Hormone Therapy for Women: What Are the Known Risks? |Hormone Therapy| Sara Gottfried, M.D.

Discussion about hormone therapy for perimenopause and menopause is complex. Questions about safety, timing, and duration typically require a nuanced conversation about a person’s history, diet, lifestyle, risk factors, genetics, blood tests, and cognitive function. This article illustrates why the discussions are complicated and how I approach them. I practice Precision Medicine, which means that every patient receives a highly customized protocol based on their particular goals, risk factors, inputs, and outputs. 

By way of background, I recorded a video (below) explaining the role of estrogen in the body and its many protective functions. Then I tackle the very confusing data from the large observational study, the Nurses’ Health Study as well as from the two largest randomized trials on hormone replacement therapy, HERS trial and the Women’s Health Initiative. I point out the flaws in the design of these trials and why we can’t generalize the data to all women or women younger than the average age in the HRT trials. Then I continue to discuss my very specific criteria for prescribing bioidentical hormones and what types I currently prescribe. 

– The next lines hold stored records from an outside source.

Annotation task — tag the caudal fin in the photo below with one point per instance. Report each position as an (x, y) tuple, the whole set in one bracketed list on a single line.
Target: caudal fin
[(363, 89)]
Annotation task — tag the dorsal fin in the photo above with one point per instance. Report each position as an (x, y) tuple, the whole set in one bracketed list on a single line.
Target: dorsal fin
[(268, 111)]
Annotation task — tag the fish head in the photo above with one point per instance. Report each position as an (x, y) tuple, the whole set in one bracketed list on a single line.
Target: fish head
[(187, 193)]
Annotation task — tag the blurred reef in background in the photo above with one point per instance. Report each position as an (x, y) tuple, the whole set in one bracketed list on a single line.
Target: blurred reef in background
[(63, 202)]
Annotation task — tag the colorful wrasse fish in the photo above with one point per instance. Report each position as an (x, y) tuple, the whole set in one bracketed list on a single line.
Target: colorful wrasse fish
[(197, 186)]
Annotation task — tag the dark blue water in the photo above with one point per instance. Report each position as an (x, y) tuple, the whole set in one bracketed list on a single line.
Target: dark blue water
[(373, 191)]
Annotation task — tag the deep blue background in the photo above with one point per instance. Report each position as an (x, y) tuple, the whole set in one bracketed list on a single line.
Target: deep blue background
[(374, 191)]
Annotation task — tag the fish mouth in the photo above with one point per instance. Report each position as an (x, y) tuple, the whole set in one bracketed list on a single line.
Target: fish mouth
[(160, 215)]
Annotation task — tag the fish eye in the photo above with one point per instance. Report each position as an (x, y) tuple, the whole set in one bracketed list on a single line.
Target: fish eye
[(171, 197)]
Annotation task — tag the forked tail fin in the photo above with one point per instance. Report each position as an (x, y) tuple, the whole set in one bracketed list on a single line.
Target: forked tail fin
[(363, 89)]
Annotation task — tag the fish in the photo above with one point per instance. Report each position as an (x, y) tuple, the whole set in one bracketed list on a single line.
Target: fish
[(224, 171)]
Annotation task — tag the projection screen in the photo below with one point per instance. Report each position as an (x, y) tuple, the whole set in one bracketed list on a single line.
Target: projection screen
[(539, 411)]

You can watch the full video here.

What Does Estrogen Do for Women before Perimenopause and Menopause?

When I say “estrogen,” I am primarily referring to estradiol, the most abundant form of estrogen throughout a woman’s reproductive years. 

What does estradiol do? 

When I say “estrogen,” I am primarily referring to estradiol, the most abundant form of estrogen throughout a woman’s reproductive years. 

What does estradiol do?

  • It is cardioprotective by increasing nitric oxide bioavailability so it helps with the dilation of blood vessels.1
  • It improves lipids (your cholesterol).2
  • It is anti-inflammatory, anti-platelet, and antioxidant in function.
  • It regulates microRNA. MicroRNAs play an important role in gene expression. I predict we will be hearing more about this over the next 10 years.4
  • It is anti-apoptotic.Apoptosis is programmed cell death. Estrogen helps to regulate and modulate cell death so it occurs when it should and not prematurely—and not out of control as occurs with cancer.
  • It prevents arterial stiffening, which is one of those factors we see in women after they go through menopause.6
  • It is anti-atherogenic.7

Hormone Therapy: A Historical Perspective

Now we have outlined the roles of estrogen in the body, we can move on to the discussion about hormone therapy. 

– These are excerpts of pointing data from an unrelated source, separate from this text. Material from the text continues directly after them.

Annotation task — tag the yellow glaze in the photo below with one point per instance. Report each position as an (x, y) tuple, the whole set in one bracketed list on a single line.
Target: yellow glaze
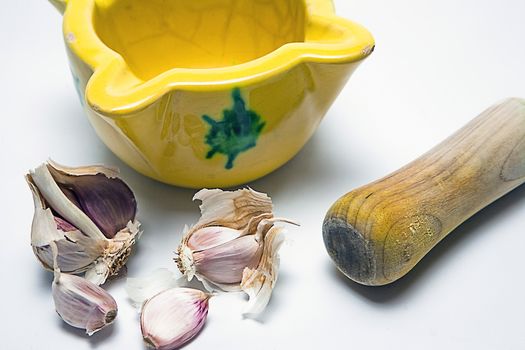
[(209, 93)]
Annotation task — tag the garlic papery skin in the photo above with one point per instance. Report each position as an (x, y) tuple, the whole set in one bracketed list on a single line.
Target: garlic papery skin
[(83, 304), (173, 317), (234, 246), (91, 215)]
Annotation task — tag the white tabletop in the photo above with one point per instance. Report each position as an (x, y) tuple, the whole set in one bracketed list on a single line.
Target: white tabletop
[(438, 63)]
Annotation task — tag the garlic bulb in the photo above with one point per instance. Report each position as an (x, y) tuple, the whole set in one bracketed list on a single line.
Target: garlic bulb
[(173, 317), (234, 246), (89, 212), (79, 302)]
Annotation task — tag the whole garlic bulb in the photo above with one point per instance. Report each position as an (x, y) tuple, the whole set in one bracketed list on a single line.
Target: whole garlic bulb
[(234, 246), (91, 215)]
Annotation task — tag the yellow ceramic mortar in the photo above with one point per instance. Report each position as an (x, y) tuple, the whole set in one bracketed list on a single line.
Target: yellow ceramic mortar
[(212, 92)]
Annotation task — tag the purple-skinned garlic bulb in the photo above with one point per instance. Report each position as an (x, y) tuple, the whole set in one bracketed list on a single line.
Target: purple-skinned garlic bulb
[(91, 215), (234, 246), (173, 317)]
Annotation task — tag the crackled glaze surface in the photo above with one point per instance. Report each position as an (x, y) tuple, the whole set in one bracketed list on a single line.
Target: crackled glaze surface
[(155, 36), (209, 93)]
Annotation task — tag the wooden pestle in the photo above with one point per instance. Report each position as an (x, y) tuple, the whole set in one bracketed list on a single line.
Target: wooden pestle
[(379, 232)]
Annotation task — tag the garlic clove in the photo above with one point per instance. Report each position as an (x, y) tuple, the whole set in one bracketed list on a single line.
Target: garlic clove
[(77, 251), (224, 264), (140, 289), (106, 200), (61, 195), (259, 282), (83, 304), (48, 189), (173, 317), (211, 236)]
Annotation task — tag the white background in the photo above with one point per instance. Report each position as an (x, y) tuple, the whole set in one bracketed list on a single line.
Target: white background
[(437, 65)]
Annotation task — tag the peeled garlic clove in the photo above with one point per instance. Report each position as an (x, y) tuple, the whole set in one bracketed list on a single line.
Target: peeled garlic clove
[(89, 212), (173, 317), (259, 282), (83, 304), (225, 263)]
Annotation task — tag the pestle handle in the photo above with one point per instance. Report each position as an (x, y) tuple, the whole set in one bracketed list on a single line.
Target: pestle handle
[(379, 232)]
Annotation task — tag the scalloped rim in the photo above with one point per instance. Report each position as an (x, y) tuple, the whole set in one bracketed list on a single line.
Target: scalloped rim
[(110, 67)]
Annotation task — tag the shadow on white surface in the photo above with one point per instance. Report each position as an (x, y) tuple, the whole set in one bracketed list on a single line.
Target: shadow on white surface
[(461, 236), (97, 339)]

It is part of our shameful past that the medical establishment pushed hormone therapy on women for perimenopausal symptoms before there were randomized trials to show that it was safe. Instead we had observational data and preclinical data (animal studies), and they led us astray.Those data showed that hormone therapy in women was cardioprotective. 

Think back to the list of estrogen benefits above. One of the decisions behind giving hormone therapy to menopausal women was to replace the decline in estrogen levels in an attempt to continue the cardioprotective benefits. Almost 30 years ago, the findings of the first large-scale observational study, the Nurses’ Health Study, appeared to validate this approach because it showed that women who took hormone therapy had about half the risk of cardiovascular disease (CVD) as those who did not.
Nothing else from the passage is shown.